Monday, July 3, 2017

It's a mystery!

After a few hours experimenting with the new bilge fan, I'm presented with somewhat of a mystery. I am no further forward in having an answer as to whether the fan does anything or does nothing. Part of the answer is probably due to the weather which changed (somewhat unhelpfully) from sunny to cloudy.

The chronology went something like this...
  • 1:13 started the ventilation system with the end of the unit including the filter standing on the bottom step in the entrance, with the door open enough to accommodate it. It was 95 in the bedroom area. The tube was extended half way through the galley and I could feel a breeze.
  • 1:25 I took the filter off to see what difference that made. There was an appreciable increase in the amount of air flowing through. It was still 95 in the bedroom.
  • 1:32 still 95F in the bedroom. Taking the thermometer and leaving it in the air from the ventilation tube dropped the thermometer to 91. Then I took the thermometer outside and it rose to 93 and stayed at 93.
I concluded extra induction seemed to make little difference to overall temperatures. This was good and bad news. The good news was I didn't have to scrabble around under the bus installing ventilation. The bad news was I'd not achieved much. Having said that, the next thing was to see what the fan does when blowing air through my exhaust vents.
  • 2:05 With the interior temperature at 97, the fan was connected to an exhaust vent. By 2:12 by my calculation all the air should have been expelled from the bus. I gave it til 2:20 for good measure
  • 2:12 Well, I went outside and when I returned found the duct tape attaching my ventilation duct to the exhaust vent had fallen off so at 2:15 I started again. The internal temperature was still 97F.
  • 2:40 I stopped the experiment. The thermometers hadn't changed any but the bus felt cooler.
One thing I haven't mentioned is that the humidity dropped while my fans were going. Then afterwards the humidity climbed.
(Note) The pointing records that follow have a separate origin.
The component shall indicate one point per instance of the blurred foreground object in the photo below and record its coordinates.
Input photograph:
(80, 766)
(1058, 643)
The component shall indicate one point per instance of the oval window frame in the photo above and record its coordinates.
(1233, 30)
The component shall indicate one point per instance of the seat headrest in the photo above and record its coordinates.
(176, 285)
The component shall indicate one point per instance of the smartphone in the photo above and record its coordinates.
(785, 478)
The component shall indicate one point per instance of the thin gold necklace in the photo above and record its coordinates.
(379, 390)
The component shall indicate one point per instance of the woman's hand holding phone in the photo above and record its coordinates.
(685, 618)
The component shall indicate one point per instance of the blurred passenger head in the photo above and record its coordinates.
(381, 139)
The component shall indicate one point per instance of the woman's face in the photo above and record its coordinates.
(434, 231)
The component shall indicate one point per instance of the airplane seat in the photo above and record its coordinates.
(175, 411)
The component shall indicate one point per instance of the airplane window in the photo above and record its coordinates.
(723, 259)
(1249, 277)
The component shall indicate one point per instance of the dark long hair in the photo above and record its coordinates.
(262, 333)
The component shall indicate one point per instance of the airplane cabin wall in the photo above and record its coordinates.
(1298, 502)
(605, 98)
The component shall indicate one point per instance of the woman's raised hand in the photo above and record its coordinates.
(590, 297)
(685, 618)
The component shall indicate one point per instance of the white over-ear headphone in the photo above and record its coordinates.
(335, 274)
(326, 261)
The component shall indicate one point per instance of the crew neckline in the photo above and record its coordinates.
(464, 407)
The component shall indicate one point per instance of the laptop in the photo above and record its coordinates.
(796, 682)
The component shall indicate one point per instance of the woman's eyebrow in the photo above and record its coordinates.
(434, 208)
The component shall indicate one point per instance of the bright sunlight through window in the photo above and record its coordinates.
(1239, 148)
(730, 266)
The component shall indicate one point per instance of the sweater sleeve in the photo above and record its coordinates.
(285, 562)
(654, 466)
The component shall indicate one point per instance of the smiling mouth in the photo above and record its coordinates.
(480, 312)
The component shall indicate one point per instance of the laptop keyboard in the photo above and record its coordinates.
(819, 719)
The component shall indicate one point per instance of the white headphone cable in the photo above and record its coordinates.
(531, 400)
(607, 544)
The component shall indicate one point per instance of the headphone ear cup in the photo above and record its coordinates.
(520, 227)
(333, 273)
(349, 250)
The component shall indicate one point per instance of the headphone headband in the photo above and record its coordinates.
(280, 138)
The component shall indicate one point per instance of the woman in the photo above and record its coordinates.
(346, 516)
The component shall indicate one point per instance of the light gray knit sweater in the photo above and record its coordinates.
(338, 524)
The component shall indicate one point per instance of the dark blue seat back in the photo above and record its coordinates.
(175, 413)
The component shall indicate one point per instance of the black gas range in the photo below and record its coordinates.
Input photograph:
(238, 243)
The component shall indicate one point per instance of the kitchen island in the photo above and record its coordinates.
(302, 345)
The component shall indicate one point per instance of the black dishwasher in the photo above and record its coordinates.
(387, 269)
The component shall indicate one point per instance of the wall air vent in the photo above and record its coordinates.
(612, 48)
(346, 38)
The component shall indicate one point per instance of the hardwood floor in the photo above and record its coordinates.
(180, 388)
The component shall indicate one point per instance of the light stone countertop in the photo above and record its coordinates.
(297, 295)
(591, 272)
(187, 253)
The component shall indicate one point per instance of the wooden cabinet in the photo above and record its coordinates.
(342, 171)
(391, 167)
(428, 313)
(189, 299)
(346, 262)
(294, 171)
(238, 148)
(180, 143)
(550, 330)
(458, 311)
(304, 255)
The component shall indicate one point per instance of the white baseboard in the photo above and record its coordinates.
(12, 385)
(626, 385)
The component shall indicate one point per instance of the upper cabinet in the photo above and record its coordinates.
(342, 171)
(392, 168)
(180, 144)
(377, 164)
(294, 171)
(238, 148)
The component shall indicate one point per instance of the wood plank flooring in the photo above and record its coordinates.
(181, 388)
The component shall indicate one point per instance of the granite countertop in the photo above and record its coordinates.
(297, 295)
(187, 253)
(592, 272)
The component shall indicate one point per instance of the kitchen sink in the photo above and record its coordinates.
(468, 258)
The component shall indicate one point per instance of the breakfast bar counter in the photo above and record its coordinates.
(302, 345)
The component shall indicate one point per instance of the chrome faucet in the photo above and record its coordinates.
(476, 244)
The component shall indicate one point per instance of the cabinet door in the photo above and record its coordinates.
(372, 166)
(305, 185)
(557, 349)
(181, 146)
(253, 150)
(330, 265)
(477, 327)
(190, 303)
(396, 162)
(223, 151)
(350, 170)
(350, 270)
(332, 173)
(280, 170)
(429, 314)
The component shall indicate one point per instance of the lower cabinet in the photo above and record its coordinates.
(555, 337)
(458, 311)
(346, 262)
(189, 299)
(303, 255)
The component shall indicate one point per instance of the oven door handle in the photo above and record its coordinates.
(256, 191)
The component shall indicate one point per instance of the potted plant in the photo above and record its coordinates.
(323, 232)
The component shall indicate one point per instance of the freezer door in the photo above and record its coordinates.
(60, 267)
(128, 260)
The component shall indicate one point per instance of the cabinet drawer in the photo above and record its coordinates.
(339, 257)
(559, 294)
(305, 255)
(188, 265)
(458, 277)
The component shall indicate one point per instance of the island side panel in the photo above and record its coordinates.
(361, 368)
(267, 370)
I believe at one point it was 50% but at the point of writing, the thermometer read 93F and 58% humidity.
  • 3:27 I restarted my bilge extraction fan. The thermometer read 93F and 58% humidity.
  • 3:42 I stopped the fan. The thermometer read 93F and 59% humidity.
The biggest challenge thus far has been the useless nature of duct tape. I know I'm only holding things temporarily in place while I experiment but even so, it could be better!

A few years ago, I lived in a townhouse and never once used the air conditioning. Sure, it got warm in summer but I couldn't afford to blow money on air conditioning. My income was solely what I had from my job and it didn't pay much. Roll on a couple of years and I was stuck in a job that paid even less - so little that I could not afford to pay rent and had to move out of my disagreeable little hovel.

Back in my hovel, I found that a cheap little fan though not as icy cold as an air conditioner made a huge difference as did the fact that it naturally gets cooler at night. For a long time I've maintained that it's better to have moving air than icy cold air. Indeed, standing outside, it seemed cooler than inside the bus but wasn't really. It was due to lower outside humidity and the fact the air was moving.

As I wrote this blog entry, though initially I sweated profusely, when I remembered my $6 battery powered desk fan, I felt cooler having switched it on. My existing extraction fans are CPU fans. They remove a decent amount of air. I did have some 3V fans there before that probably didn't remove quite as much air but which worked. It seems to be a case of diminishing returns. It's something I shall have to think more on. Perhaps the answer lies not in more powerful fans but in more low powered fans just to keep the air moving toward the back of the bus.